Sometimes, when you think you know how well (or poorly) a particular task will go, you’re right. However, if you’re doing game development stuff, you’re probably wrong, unless you think things will go poorly, in which case game development will make you think that you were wrong about it going poorly, but only long enough to show you that you were right the first time, and you were in fact wrong. Clear as mud? Welcome to game development!
Of course, I kid. I’m sure this has nothing whatsoever to do with game development and it’s probably just software development itself. Over the years I’ve learned that the universe can be quick to anger and takes offense at even the most innocuous of slights.
This week I continued last week’s quest to get canvas scaling and fullscreen working, and we’re most of the way there, so huzzah!
When the stage is created, you can specify a boolean to indicate if the canvas should try to scale itself up and down to fit the client area (which defaults to true). When this is set, the canvas sizes itself up or down to be as large as possible while maintaining its aspect ratio and filling up the window as much as possible. If you provide false, the code that is responsible for resizing and repositioning the canvas still triggers, but always forces the native canvas size.
Touch events are also now implemented to mimic mouse actions, which means that in the general case, as long as the keyboard is not needed for any particular game, the same code will work on phones/tablets as on the PC.
I also set about implementing the ability to go fullscreen with the canvas. This is implemented as a property that indicates if the canvas is currently fullscreen or not, a function to either turn fullscreen mode on or off (based on a boolean parameter), and a toggle method that flips between the two.
I expected this to go fairly well, and for the most part it did. Things work the way I want them to in Chrome, but are a little wonky in Firefox due to that browser applying CSS that breaks the aspect ratio of the canvas. Chrome does this a little better by triggering a resize event when going in and out of fullscreen mode, which makes the current code just work.
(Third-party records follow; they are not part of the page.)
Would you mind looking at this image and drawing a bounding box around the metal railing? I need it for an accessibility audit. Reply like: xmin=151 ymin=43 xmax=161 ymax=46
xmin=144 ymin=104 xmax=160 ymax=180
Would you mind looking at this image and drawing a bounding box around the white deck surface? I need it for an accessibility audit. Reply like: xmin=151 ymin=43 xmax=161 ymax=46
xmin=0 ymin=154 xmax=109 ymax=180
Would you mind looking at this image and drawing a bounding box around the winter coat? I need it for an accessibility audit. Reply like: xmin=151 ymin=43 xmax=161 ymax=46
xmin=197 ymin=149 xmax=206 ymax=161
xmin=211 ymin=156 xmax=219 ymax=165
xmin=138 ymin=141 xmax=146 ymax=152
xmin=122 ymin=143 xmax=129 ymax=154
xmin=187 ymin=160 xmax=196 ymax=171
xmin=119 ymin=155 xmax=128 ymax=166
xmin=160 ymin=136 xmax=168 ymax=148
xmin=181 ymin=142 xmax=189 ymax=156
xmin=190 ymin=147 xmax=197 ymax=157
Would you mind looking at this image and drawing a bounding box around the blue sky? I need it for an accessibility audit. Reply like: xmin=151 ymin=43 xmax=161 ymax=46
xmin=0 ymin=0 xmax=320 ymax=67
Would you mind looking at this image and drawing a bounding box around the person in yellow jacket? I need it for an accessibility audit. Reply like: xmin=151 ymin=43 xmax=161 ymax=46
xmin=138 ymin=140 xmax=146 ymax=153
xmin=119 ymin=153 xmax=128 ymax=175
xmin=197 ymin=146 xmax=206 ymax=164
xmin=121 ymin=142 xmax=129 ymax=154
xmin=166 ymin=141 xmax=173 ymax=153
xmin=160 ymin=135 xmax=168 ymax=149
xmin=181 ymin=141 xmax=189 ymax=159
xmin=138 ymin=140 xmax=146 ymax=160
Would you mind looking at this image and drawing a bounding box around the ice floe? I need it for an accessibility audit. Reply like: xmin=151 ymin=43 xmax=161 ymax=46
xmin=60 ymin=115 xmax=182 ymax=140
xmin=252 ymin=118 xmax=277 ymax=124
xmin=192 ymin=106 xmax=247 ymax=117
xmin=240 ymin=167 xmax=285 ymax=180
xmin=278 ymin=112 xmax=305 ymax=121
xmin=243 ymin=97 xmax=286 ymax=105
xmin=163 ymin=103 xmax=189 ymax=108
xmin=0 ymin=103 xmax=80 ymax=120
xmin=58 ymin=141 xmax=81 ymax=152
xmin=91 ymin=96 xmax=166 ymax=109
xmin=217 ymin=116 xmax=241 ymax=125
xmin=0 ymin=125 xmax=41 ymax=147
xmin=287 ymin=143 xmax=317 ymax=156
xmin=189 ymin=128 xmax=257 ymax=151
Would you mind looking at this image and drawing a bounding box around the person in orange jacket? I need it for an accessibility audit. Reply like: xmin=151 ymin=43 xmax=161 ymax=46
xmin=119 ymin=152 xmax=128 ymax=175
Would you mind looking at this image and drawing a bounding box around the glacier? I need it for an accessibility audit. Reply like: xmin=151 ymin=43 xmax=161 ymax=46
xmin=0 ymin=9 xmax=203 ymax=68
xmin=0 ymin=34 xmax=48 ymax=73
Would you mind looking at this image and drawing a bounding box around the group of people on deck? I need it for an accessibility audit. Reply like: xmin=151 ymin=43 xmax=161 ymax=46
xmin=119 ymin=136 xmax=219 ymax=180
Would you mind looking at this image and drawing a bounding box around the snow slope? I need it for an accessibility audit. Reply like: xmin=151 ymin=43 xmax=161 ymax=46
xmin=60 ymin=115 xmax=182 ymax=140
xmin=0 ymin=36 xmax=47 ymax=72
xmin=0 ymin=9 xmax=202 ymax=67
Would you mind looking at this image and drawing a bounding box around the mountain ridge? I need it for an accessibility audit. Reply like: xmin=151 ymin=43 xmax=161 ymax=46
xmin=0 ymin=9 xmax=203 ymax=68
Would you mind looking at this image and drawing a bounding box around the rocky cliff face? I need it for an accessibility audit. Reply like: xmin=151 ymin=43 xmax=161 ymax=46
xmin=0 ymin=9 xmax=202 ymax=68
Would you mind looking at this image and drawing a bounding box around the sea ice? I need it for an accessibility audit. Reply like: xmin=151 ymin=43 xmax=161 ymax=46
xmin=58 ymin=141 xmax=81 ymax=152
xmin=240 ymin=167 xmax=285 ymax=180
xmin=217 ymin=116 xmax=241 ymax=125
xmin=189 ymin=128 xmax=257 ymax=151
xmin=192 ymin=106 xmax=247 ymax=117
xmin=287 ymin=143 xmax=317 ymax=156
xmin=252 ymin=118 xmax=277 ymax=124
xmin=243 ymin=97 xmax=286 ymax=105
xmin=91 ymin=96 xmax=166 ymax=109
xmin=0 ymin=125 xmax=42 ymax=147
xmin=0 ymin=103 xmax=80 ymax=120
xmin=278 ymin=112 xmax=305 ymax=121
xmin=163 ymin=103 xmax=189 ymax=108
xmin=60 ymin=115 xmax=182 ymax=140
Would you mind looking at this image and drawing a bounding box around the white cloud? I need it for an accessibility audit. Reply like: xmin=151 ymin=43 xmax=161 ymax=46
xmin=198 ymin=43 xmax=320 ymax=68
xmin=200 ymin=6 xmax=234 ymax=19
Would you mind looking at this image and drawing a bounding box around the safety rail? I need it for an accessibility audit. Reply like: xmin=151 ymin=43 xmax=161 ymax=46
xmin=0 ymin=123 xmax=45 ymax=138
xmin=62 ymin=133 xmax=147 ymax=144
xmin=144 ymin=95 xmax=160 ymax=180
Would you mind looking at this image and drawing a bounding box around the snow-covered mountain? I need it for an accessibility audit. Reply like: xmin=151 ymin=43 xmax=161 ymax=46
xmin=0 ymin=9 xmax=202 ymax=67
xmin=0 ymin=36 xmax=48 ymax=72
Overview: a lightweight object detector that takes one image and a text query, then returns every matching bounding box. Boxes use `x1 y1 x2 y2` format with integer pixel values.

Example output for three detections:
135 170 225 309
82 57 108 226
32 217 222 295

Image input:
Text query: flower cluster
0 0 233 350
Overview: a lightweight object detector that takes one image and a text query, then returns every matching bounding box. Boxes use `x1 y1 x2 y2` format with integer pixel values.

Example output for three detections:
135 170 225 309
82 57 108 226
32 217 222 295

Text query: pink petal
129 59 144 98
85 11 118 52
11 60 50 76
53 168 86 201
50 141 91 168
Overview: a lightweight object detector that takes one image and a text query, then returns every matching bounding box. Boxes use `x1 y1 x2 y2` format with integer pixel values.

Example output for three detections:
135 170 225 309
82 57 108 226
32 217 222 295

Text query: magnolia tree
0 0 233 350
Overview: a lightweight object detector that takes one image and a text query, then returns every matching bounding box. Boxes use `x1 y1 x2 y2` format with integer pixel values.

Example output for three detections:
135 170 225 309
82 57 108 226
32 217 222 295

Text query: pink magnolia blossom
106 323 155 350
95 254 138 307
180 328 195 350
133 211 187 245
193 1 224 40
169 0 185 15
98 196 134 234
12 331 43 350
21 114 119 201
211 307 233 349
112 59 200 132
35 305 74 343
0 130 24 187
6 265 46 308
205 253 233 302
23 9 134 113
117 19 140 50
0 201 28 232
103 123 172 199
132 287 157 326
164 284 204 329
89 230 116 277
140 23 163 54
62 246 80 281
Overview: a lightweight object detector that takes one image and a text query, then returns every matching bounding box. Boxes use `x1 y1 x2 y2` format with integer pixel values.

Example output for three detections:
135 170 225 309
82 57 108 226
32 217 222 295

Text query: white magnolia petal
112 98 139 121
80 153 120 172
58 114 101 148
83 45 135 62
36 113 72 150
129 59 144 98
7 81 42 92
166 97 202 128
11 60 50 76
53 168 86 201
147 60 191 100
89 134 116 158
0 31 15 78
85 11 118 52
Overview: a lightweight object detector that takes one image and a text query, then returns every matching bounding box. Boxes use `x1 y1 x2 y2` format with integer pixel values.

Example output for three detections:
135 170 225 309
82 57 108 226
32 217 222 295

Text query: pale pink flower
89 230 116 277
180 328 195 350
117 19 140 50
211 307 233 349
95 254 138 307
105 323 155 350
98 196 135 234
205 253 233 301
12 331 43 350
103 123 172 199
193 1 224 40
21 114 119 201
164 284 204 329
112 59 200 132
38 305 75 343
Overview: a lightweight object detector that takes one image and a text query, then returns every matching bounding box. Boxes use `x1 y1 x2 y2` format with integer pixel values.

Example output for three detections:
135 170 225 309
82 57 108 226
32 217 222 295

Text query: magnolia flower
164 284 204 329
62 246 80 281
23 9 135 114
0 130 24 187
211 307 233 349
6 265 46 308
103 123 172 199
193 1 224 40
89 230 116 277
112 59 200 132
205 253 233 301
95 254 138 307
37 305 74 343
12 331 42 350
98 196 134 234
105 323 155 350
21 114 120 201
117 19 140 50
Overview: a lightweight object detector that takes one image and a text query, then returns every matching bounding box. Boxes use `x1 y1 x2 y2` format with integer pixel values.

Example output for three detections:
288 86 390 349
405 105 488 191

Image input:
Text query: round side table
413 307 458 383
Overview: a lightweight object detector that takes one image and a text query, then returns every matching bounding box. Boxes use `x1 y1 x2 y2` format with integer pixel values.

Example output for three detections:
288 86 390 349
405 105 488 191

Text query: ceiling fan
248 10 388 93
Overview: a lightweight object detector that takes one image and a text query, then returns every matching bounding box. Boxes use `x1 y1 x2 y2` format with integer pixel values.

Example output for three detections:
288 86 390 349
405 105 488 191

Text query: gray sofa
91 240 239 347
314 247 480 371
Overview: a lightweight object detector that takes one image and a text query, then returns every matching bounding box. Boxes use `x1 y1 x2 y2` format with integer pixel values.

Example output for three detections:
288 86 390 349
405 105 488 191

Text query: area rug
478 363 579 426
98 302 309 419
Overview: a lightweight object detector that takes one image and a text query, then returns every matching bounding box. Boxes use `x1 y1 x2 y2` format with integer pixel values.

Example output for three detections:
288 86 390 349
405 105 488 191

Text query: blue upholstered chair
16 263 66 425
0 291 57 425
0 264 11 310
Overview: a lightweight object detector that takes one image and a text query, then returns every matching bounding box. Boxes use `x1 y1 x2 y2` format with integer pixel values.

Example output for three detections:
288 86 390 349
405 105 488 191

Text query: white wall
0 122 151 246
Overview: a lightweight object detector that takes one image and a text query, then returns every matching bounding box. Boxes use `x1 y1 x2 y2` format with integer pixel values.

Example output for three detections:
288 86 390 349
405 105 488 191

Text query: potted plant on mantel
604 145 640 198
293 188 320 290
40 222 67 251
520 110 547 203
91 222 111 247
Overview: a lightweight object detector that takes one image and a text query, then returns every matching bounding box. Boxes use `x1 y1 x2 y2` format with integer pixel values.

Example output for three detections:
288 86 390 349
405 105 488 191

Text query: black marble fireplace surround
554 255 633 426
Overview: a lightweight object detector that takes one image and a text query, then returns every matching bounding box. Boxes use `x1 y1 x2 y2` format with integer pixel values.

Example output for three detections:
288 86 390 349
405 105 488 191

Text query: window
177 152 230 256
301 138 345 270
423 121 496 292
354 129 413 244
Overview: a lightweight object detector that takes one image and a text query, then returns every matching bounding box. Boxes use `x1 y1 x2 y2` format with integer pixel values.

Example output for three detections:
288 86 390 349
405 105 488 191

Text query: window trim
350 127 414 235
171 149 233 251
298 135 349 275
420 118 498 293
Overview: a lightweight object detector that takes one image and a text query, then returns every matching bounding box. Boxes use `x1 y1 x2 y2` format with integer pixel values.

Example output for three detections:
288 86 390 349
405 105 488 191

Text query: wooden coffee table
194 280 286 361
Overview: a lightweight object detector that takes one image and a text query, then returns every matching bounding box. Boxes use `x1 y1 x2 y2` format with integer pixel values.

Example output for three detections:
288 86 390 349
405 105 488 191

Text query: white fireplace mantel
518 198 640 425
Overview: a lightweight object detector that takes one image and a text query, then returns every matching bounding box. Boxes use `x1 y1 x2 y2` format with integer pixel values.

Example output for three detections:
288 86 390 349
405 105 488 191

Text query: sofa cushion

Actually, I’m not 100% sure that Firefox doesn’t also trigger a resize event, but the forcing of size to put the canvas out of aspect is enough to break things, so this needs a little more work to be more cross browser compatible.
In any case, I pushed a new release for ts-game-engine with the current version of the code, and then modified ts-tennis to use it. I also brought ts-breakout up to date with the current engine and finished the next exercise, which simply shows lives left as pictures of paddles instead of a number.
I can’t remember how it came to my attention, but I also spent some time this week looking into Wren, “A classy little scripting language”. It’s fairly small and expressive and has a pretty nice embedding API (at least at first blush). Normally I would use Lua in this capacity, but it requires a bit more setup to do classes. Additionally, although it has syntactic sugar to make method calls nicer, it does not enforce that this sugar always be used, which can cause brain fart problems.
Based on my investigations, I’m not 100% sure at the moment if I would actually use Wren in anything. My main peeve is that in order to do away with statement terminators (which are apparently super evil?) and keep the syntax unambiguous, it forces a code style on you that makes my eyes hurt. I’m sure I could get over that if I needed to, so time will tell. It seems weird in 2016 to have a compile fail because you put a newline between a conditional expression and the conditional code, though. I have plans to do a more in depth entry about it in the coming days, so stay tuned.
My plans for the upcoming week are to see if I can fix up the fullscreen code, maybe finish that title screen exercise, and if there is any time left over, Work on the Wren blog post. However, that said I have Monday and Tuesday off, so time in the coming week may be more constrained.
Like trying to make CSS position an element where you actually want it, fingers crossed!